M. Je ne sais pas si c’est un héritage, mais chaque hiver, comme ma mère et ma grand-mère avant moi, je porte des collants—et je passe la saison à les remonter.
Pendant les jours de grand froid, ils sont indispensables. Toutes les femmes de ma famille en portaient sous leurs pantalons ou leurs jupes longues. Et toutes se plaignaient. Un jour, quelqu’un inventera peut-être enfin une paire de collants qui tient en place !


R. Un mot pour décrire l’esprit RÉUNI, sans jamais parler de vêtement ?
M. Confort. C’est comme manger des pommes de terre après un long voyage.


R. Et si tu devais composer une silhouette RÉUNI pour quelqu’un que tu aimes : que choisirais-tu ?
M. Je choisirais mon amie Nina—ma meilleure complice en matière de style. Elle aime la belle maille, un bon jean. Elle travaille dans une galerie d’art à Londres. Pour elle, je choisirais votre Chemise en popeline blanche, et un Cardigan marron.


R. Quelles sont tes 5 adresses préférées à Varsovie ?
M. La brosserie au 26 rue Poznańska – Monsieur Baryliński y fabrique des brosses à la main, comme le faisaient son père et son grand-père avant lui. L’atelier existe depuis 1925, et a changé de lieu plusieurs fois après la guerre, avant de s’installer ici en 1955. C’est là que j’achète toutes mes brosses. Un jour, je lui ai demandé quelles brosses il ne fabriquait plus.

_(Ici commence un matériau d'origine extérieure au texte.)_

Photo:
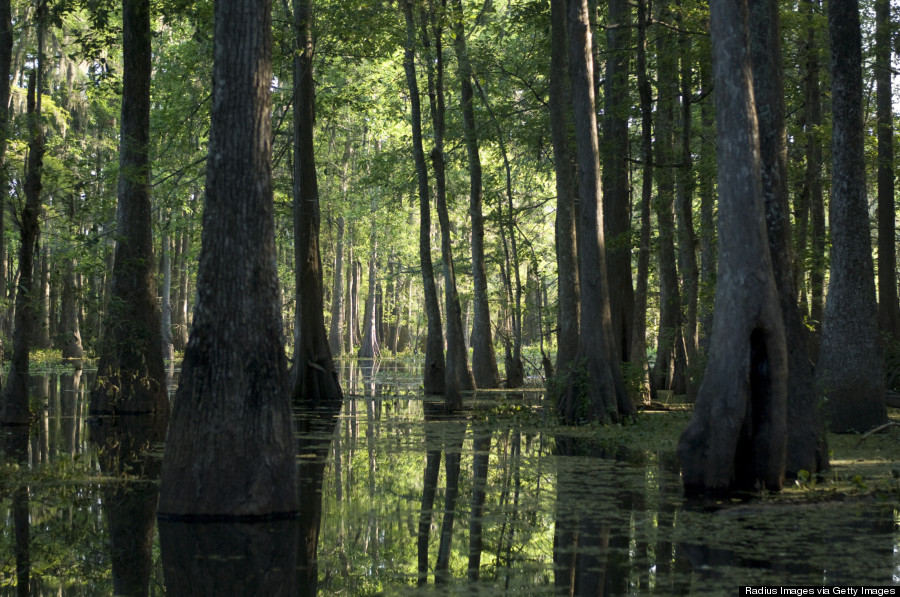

Il m’a parlé de brosses pour calèches, de modèles délicats pour horlogers, d'autres pour enlever les miettes sur les tables, ou encore pour appliquer du goudron sur les toits. Il m’a même montré une brosse étrange, faite avec des poils d’oreille de veau, utilisée pour la dorure artistique.




La boulangerie au 64 rue Żelazna – On y trouve les meilleurs biscuits et gâteaux. Les étagères débordent de douceurs colorées, et en hiver ils préparent les plus délicieux pains d’épices au miel.


Le bar à lait Rusałka, 14 rue Floriańska – Une vraie expérience de la cuisine polonaise traditionnelle. Les bars à lait étaient très populaires dans les années 70–80, des lieux où l’on pouvait bien manger pour peu cher. Celui-ci a gardé son âme : des plats qui rappellent ceux de ma grand-mère, des assiettes anciennes, du bois sur les murs, et de grandes marmites dans la cuisine.




Le Bar Kawowy, 66a Aleja Solidarności – On y boit une bière, on mange une saucisse. Il y a des rideaux kitsch zébrés orange, une vitrine à gâteaux à l’ancienne. La plupart des gens y commandent une bouteille de vodka—comme moi, parfois, pour mon anniversaire.
Hala Mirowska – Là où je fais mes courses du samedi. Ce marché existe depuis 1902. C’était autrefois le lieu d’arrivée des premières épices et légumes exotiques en Pologne. Aujourd’hui, c’est un labyrinthe de stands de viandes, poissons, fruits. J’y vais chaque semaine.